The girl didn’t reply. She looked querulously at Daeng.

“Do you speak Lao?” Daeng asked.

“Little bit,” said the girl, so quietly the rustling grass almost drowned out the sound.

“Do you know Auntie Kwa?” Daeng asked as she mimed the weaving process.

The girl let out a brief smile, then recaptured it. She nodded.

“She’s my good friend,” said Daeng. “We’re going to visit her. Is she home?” She finally reached the girl.

“She at the market,” said the girl. “I go now.” She put her foot on the pedal, but Daeng leaned against the metal basket.

“Wait,” said Daeng. “Let me rest first. Do you remember when the workmen came to fix this road?”

“I don’t understand.”

“Men. Chinamen. Thai Lu.”

A bolt of anger passed across the girl’s face. She remembered right enough, and it clearly wasn’t a good memory.

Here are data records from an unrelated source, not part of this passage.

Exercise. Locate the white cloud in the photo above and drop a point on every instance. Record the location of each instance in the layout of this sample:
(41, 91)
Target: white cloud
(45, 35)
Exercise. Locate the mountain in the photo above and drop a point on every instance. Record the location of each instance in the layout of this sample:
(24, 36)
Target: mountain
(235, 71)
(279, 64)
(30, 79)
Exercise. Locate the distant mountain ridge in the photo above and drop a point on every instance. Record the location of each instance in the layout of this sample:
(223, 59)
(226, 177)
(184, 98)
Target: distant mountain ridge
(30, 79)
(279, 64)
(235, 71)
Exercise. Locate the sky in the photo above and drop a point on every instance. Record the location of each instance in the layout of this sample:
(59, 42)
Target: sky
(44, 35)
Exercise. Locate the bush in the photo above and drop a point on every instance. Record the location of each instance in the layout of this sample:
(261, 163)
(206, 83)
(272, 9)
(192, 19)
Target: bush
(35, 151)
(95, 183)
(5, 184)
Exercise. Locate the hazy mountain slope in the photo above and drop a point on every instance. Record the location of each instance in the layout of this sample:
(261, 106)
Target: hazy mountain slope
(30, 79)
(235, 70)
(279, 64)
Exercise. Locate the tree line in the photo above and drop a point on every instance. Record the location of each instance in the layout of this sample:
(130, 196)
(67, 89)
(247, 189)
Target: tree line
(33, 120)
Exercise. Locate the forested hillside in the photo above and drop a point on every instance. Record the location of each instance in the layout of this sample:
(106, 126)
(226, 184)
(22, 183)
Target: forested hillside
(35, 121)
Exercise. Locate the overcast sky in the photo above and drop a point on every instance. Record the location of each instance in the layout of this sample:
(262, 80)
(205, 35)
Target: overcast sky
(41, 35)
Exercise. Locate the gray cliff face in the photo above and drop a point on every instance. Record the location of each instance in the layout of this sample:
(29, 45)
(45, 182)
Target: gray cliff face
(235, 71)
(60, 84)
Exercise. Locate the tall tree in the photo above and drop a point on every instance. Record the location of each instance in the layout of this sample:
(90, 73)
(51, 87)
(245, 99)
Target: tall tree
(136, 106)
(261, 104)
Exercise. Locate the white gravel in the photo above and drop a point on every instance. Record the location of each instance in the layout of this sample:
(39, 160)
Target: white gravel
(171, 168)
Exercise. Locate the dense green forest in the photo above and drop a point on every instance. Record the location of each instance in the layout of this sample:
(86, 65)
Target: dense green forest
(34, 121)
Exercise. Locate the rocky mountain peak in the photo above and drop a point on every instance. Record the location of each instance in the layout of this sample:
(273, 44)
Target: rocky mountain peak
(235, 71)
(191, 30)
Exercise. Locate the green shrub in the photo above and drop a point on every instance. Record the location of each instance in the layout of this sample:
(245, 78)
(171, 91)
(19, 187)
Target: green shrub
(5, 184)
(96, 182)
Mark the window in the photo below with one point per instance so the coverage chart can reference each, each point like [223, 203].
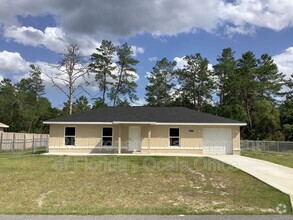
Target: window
[69, 135]
[107, 137]
[174, 136]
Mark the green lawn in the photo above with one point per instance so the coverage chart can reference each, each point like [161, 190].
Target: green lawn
[285, 159]
[130, 185]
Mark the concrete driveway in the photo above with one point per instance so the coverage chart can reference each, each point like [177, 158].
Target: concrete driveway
[279, 177]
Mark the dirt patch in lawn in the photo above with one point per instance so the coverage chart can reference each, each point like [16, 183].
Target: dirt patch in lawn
[131, 185]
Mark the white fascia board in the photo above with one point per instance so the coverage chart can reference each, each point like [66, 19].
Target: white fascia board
[134, 122]
[76, 123]
[3, 125]
[143, 122]
[205, 124]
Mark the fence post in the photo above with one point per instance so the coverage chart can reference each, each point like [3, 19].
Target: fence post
[13, 143]
[24, 142]
[33, 144]
[1, 140]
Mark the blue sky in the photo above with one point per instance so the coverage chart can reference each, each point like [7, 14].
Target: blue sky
[37, 31]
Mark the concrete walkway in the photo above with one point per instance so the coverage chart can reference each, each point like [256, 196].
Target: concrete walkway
[279, 177]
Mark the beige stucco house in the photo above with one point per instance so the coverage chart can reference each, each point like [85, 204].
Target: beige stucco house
[2, 126]
[144, 130]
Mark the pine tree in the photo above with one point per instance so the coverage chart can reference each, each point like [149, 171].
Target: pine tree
[224, 71]
[161, 83]
[125, 84]
[196, 82]
[102, 66]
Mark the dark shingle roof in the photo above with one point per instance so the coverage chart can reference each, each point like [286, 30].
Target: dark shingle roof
[144, 114]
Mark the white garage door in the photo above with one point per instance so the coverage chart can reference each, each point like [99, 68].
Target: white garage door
[217, 141]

“What happened?” Daeng asked.

The girl shook her head and tried again to push down on the pedal.

“Where was their camp?” Daeng asked. “Where did they sleep?”

The girl pointed to a dip beyond a copse of trees some fifty meters away. “Sleep there,” said the girl. Then added the word, “Always.”

She pushed past Daeng and cycled away at speed.

Daeng returned to join the men. “Something odd,” she said, and told them what the girl had said.

“What’s odd is that they’d pitch camp so far from the road and in a dip,” said Civilai. “According to the roster, they were here in the rainy season. There’s high ground there on the other side. Why wouldn’t they pitch camp there?”

“Perhaps they didn’t want to be seen doing whatever it was they were doing,” said Daeng.